Many other researchers disagree. "Class awareness and the class language is receding at the very moment that class has reorganized American society," said Michael Hout, a professor of sociology at the University of California, Berkeley. "I find these 'end of class' discussions naïve and ironic, because we are at a time of booming inequality and this massive reorganization of where we live and how we feel, even in the dynamics of our politics. Yet people say, 'Well, the era of class is over.' "
Better opportunities in Canada?
One surprising finding about mobility is that it is not higher in the United States than in Britain or France. It is lower here than in Canada and some Scandinavian countries but not as low as in developing countries like Brazil, where escape from poverty is so difficult that the lower class is all but frozen in place.
Those comparisons may seem hard to believe. Britain and France had hereditary nobilities; Britain still has a queen. The founding document of the United States proclaims all men to be created equal. The American economy has also grown more quickly than Europe's in recent decades, leaving an impression of boundless opportunity.

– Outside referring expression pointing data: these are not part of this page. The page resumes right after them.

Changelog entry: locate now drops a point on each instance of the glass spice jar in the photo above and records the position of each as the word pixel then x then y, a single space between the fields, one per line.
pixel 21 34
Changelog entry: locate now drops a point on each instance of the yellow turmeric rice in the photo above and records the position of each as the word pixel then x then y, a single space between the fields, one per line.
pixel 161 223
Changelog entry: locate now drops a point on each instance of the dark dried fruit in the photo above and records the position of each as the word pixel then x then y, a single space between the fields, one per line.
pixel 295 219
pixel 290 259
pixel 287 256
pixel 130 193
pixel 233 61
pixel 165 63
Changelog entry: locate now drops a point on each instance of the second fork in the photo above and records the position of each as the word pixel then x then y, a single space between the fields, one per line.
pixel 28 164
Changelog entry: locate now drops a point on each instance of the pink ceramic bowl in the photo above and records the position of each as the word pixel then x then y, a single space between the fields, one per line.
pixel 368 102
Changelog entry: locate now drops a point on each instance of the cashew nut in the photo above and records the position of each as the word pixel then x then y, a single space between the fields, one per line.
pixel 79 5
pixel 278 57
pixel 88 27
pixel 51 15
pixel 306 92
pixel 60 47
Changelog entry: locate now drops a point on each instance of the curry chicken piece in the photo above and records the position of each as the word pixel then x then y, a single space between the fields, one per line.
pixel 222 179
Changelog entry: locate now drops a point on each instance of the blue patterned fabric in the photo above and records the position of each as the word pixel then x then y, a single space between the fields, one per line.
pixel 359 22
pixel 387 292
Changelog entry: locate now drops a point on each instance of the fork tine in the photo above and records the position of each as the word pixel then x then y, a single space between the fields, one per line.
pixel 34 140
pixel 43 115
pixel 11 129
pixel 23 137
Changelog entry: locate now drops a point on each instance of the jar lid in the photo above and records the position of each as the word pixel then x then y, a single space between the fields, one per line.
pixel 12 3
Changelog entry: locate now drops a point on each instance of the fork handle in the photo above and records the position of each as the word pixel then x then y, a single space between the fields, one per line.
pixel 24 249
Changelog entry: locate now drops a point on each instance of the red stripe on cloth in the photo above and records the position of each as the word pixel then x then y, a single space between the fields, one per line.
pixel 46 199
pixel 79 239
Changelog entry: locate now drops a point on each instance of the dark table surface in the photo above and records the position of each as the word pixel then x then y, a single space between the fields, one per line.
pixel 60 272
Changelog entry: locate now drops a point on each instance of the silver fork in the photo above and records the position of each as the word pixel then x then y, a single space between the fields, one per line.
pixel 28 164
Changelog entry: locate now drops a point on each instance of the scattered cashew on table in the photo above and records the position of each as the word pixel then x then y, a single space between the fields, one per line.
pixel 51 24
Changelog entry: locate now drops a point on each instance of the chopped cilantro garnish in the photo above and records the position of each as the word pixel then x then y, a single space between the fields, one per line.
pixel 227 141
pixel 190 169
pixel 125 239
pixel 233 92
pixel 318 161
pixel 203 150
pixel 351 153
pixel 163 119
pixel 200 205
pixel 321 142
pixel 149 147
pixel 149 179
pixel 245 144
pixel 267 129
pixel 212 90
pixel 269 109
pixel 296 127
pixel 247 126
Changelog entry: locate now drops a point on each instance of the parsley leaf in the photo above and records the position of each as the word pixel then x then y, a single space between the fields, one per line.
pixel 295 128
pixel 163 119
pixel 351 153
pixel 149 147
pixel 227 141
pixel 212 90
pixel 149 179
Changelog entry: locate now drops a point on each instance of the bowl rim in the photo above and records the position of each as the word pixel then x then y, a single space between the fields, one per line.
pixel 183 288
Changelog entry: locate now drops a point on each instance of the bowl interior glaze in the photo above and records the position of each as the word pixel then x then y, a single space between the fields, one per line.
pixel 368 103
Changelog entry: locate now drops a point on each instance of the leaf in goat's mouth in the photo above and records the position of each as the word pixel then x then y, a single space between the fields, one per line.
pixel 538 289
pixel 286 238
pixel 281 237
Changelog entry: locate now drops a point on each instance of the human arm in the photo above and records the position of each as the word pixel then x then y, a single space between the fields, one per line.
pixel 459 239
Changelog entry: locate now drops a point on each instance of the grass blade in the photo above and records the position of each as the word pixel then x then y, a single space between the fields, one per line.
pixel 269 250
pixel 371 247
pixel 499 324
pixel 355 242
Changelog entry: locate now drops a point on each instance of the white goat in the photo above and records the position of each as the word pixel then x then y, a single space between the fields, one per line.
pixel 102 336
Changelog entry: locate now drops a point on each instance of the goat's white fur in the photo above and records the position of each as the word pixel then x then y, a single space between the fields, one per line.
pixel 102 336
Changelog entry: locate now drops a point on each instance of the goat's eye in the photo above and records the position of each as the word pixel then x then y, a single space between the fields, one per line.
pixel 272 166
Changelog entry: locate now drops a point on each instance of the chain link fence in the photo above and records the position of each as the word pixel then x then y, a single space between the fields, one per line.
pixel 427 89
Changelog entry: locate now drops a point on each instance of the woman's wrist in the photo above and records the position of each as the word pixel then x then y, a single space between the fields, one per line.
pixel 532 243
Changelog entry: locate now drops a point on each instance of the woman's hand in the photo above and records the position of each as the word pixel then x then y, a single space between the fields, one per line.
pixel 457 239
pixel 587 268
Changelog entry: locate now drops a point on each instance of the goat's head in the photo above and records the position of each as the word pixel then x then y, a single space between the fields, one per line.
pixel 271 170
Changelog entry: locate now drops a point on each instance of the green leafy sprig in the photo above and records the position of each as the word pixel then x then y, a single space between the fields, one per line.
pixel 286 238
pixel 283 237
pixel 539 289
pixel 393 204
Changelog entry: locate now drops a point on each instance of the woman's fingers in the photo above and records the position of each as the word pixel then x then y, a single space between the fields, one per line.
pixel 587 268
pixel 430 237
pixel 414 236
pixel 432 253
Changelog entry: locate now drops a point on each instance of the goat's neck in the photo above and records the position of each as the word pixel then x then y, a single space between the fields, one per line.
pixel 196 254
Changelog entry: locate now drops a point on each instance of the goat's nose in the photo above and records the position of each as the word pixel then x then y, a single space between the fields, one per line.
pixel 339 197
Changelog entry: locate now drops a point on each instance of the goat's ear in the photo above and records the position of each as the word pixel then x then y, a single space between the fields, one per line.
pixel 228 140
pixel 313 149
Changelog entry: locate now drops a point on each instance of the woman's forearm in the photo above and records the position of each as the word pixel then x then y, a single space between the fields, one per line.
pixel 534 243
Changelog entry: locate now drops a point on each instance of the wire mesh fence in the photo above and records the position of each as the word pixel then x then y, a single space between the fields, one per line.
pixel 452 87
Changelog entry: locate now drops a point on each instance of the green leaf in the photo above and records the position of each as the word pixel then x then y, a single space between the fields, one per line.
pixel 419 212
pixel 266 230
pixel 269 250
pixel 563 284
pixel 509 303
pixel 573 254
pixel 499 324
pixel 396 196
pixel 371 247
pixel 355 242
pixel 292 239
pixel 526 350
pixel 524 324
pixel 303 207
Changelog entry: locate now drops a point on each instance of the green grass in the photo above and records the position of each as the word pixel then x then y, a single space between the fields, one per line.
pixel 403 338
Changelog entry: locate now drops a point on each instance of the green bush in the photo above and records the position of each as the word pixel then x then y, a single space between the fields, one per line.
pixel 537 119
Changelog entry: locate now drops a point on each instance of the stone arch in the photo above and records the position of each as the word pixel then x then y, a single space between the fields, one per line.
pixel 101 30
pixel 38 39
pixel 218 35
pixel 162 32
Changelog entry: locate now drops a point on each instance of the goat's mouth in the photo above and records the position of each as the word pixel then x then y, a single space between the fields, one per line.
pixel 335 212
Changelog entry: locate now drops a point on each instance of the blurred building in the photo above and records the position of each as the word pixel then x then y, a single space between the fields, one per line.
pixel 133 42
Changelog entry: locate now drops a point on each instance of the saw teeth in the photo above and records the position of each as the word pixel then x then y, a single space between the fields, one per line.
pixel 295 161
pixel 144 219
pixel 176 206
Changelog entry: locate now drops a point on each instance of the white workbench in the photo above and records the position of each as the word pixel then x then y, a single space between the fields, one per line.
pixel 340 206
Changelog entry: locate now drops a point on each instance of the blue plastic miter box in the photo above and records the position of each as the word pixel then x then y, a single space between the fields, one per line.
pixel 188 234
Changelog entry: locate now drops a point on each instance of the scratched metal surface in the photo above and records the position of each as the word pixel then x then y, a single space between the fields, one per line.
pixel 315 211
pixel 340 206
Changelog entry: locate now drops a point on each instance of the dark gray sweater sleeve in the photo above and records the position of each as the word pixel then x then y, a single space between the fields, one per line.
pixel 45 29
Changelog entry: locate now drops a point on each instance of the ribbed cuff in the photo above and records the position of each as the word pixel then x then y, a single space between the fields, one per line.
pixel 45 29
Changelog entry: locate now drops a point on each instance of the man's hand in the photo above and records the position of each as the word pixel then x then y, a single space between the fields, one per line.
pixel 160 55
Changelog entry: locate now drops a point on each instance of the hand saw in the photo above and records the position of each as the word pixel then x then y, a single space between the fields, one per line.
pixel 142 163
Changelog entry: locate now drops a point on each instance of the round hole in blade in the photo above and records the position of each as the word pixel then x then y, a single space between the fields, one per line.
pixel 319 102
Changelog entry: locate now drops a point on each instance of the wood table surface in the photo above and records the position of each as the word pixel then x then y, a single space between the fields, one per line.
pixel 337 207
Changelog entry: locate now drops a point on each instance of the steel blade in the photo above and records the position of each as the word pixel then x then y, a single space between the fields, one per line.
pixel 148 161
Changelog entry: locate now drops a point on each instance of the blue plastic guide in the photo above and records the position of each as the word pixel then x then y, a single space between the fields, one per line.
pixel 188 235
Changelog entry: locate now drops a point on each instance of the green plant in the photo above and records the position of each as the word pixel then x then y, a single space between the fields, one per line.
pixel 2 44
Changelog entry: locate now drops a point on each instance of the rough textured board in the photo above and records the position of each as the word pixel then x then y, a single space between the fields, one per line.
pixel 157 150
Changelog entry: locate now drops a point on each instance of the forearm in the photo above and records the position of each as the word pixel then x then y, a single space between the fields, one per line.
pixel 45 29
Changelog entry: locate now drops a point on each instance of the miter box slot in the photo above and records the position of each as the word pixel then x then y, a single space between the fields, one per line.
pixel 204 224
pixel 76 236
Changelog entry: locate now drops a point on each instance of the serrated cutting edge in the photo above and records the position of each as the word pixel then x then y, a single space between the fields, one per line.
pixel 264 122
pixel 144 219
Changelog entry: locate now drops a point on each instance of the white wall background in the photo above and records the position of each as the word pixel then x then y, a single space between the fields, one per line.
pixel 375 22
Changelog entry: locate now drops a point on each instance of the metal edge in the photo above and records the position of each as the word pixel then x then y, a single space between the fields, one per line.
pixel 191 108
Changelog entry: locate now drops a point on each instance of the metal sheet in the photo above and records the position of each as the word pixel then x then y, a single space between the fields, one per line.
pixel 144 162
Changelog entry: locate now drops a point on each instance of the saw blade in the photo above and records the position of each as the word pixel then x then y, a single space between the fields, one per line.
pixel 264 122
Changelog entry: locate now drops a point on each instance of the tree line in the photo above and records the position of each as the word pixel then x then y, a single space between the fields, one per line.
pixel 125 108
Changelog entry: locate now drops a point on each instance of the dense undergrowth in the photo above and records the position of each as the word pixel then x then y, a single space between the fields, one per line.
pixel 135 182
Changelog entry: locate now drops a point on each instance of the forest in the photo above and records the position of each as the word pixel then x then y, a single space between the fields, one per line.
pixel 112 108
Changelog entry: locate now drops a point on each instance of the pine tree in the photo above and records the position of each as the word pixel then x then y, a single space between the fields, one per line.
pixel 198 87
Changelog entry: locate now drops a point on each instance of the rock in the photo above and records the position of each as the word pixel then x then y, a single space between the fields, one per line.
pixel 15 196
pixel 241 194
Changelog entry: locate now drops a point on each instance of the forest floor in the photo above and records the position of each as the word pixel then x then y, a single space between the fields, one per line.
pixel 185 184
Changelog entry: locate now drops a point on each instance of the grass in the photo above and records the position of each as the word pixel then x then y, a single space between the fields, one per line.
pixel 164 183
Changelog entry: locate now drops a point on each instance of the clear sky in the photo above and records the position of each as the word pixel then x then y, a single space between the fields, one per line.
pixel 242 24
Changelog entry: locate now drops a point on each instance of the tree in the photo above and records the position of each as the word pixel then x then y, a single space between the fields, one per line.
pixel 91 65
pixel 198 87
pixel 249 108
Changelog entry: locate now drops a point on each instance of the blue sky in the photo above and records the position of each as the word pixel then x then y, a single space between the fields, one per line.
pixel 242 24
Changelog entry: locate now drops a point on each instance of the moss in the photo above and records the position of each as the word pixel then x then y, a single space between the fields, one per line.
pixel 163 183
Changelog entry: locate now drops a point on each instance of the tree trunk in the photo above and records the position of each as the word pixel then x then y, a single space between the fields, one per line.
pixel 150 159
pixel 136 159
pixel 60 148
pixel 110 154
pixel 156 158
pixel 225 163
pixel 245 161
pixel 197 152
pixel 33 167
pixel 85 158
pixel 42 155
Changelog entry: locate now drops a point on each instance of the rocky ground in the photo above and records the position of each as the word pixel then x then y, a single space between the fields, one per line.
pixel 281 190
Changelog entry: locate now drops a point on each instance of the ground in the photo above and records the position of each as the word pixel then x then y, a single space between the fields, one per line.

But the United States differs from Europe in ways that can gum up the mobility machine. Because income inequality is greater here, there is a wider disparity between what rich and poor parents can invest in their children. Perhaps as a result, a child's economic background is a better predictor of school performance in the United States than in Denmark, the Netherlands or France, one recent study found.
"Being born in the elite in the U.S. gives you a constellation of privileges that very few people in the world have ever experienced," Professor Levine said. "Being born poor in the U.S. gives you disadvantages unlike anything in Western Europe and Japan and Canada." ...
Clearly, a degree from a four-year college makes even more difference than it once did. More people are getting those degrees than did a generation ago, but class still plays a big role in determining who does or does not. At 250 of the most selective colleges in the country, the proportion of students from upper-income families has grown, not shrunk.
I'm really looking forward to the rest of this series!